For me this would be "the" gps to have for biking.. 

Greetz,


----------



## Batas (Jan 16, 2004)

Hmmmm.... Maybe thats why they are selling the current edge at lower prices... I think I will wait for it...


----------



## slocaus (Jul 21, 2005)

madman said:


> Hello,
> 
> According to a mountainbike magazine in europe is Garmin going to present the new Edge (705?) with map . The new edge would be presented by garmin at the 2007 eurobike (30/08/2007 - 2/09/2007).
> Does anybody have more info about this? Hoax?
> ...


Is this the article?

Google results:
MotionBased (gets severely sidetracked)

Nothing else I can find. (shrug)


----------



## madman (Nov 25, 2004)

slocaus said:


> Is this the article?
> 
> Google results:
> MotionBased (gets severely sidetracked)
> ...


In the german bike magazine there is a announcement, maybe an error or information that was not supposed to leak. 
Knowing Garmin it would make sense :madman: :
2007: edge with map , small memory (not upgradeable)
2008: edge with color map, still small memory
2009: edge color, + possible memory upgrade ( only garmin memory)
2010: the same but with beter reception....


----------



## BrandonMiller (Mar 29, 2006)

http://forums.mtbr.com/showthread.php?t=333574


----------



## burtronix (Jun 5, 2006)

Directly from the horse's mouth:
https://buy.garmin.com/shop/shop.do?cID=160&pID=10885

Says 4th quarter, 2007, so expect Oct-Dec some time.

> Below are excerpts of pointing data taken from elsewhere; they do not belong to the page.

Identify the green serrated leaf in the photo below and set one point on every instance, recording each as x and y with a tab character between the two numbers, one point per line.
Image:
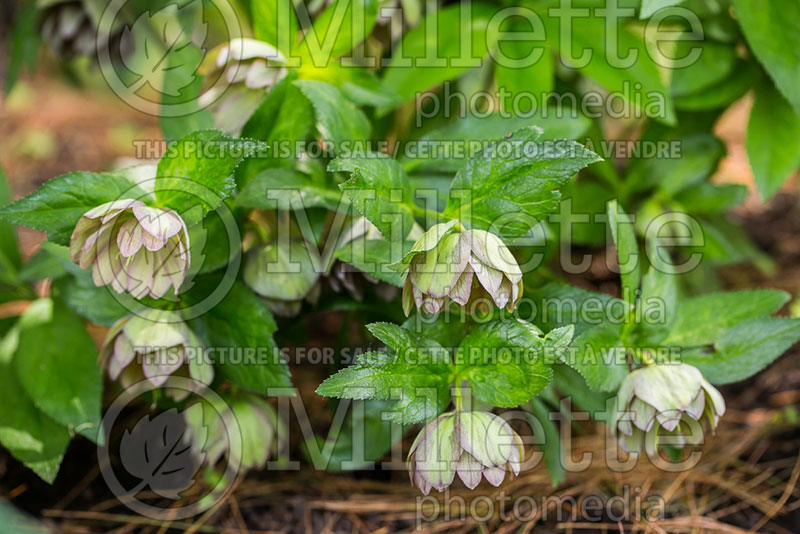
195	174
287	189
58	369
465	132
701	320
504	362
379	190
745	349
599	355
242	323
340	123
773	139
372	256
415	375
513	184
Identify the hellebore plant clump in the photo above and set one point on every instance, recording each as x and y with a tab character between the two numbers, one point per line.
271	209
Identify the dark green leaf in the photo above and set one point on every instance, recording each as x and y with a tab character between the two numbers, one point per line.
513	184
379	190
771	31
505	362
701	320
340	123
599	355
242	324
31	436
195	174
773	139
56	206
57	367
745	349
371	256
628	255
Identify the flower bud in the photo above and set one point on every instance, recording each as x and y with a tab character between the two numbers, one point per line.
258	425
463	266
470	444
250	67
154	347
132	247
664	400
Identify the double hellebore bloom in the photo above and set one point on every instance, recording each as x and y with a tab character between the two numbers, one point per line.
242	69
464	266
132	247
664	400
470	444
154	346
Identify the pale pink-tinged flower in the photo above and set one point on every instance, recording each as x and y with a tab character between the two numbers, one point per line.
463	266
132	247
468	444
246	68
664	400
154	346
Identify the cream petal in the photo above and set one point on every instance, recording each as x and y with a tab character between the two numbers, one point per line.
82	231
161	224
469	470
122	357
463	287
246	48
259	75
494	475
129	238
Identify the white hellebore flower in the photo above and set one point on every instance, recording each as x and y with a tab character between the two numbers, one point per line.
241	70
463	266
664	400
132	247
470	444
154	346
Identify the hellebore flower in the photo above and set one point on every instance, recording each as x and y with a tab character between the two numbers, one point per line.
464	266
660	400
154	347
249	68
470	444
258	426
132	247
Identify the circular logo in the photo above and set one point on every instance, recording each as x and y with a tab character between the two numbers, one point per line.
151	59
161	457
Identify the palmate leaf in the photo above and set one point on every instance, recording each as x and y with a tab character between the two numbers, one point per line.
242	323
505	361
58	368
379	190
415	375
771	31
513	184
701	320
195	174
28	433
56	206
745	349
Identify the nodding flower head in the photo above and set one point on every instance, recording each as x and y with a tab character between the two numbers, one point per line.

A bit pricey for my taste. Maybe prices will come down some more on the 305?

Here's a comparison to the 305:
*Color screen with mapping.
176x220 pixels (compared to 128x160 on the 305).
Longer battery life (Li-polymer vs. Li-ion).
Garmin Connect online community to analyze & share data (not on 305).
17 g heavier
Same high-sensitivity receiver.
Same # of lap history, waypoints, & routes.
Same barometric altimiter.
Accepts microSD cards.
Share data wirelessly with other 705's.
Power meter compatible (add on?) - displays your power output in watts as you ride, regardless of conditions.*

Lots of cool new features, but still too much for me.


----------



## bbgobie (Apr 20, 2006)

Compare the 205,305, 605,705 here
https://buy.garmin.com/shop/compare.do?compareProduct=10884&compareProduct=10885&compareProduct=6400&compareProduct=331&compare=compare


----------



## GEOMAN (May 30, 2006)

burtronix said:


> Directly from the horse's mouth:
> https://buy.garmin.com/shop/shop.do?cID=160&pID=10885
> 
> Says 4th quarter, 2007, so expect Oct-Dec some time. A bit pricey for my taste. Maybe prices will come down some more on the 305?
> ...


The Edge 305 was slated for 3rd Quarter 2005 and really never became available until February 2006 or so. I expect the Edge 605 and 705 to be available in February or March of 2008 at best...


----------



## slocaus (Jul 21, 2005)

Well, I was the most skeptical, but there it is. If I did not have a 305 and a 60CSx, I might be tempted. Only thing is these old eyes being about to watch that screen for a side trail on a long downhill; I wonder if it will have proximity alarms like the 60CSx? I'll read the Garmin site tonight.


----------



## GEOMAN (May 30, 2006)

slocaus said:


> Well, I was the most skeptical, but there it is. If I did not have a 305 and a 60CSx, I might be tempted. Only thing is these old eyes being about to watch that screen for a side trail on a long downhill; I wonder if it will have proximity alarms like the 60CSx? I'll read the Garmin site tonight.


We knew it was inevitable... Pretty pricey though at $541.65 for the 705 w/HR and $595.82 for the 705 w/HR+CAD...

Still cheaper to buy the 60CSx plus the Edge 305 Bundle.

I didn't think they'd make it a mapping one but they did. Going to be a great set of toys beginning of '08 sometime.


----------



## Ultra Magnus (Jan 13, 2004)

I so have to have one. I had a forerunner 201, then made the massive upgrade to the edge 305, and now this? They are just playing with my emotions...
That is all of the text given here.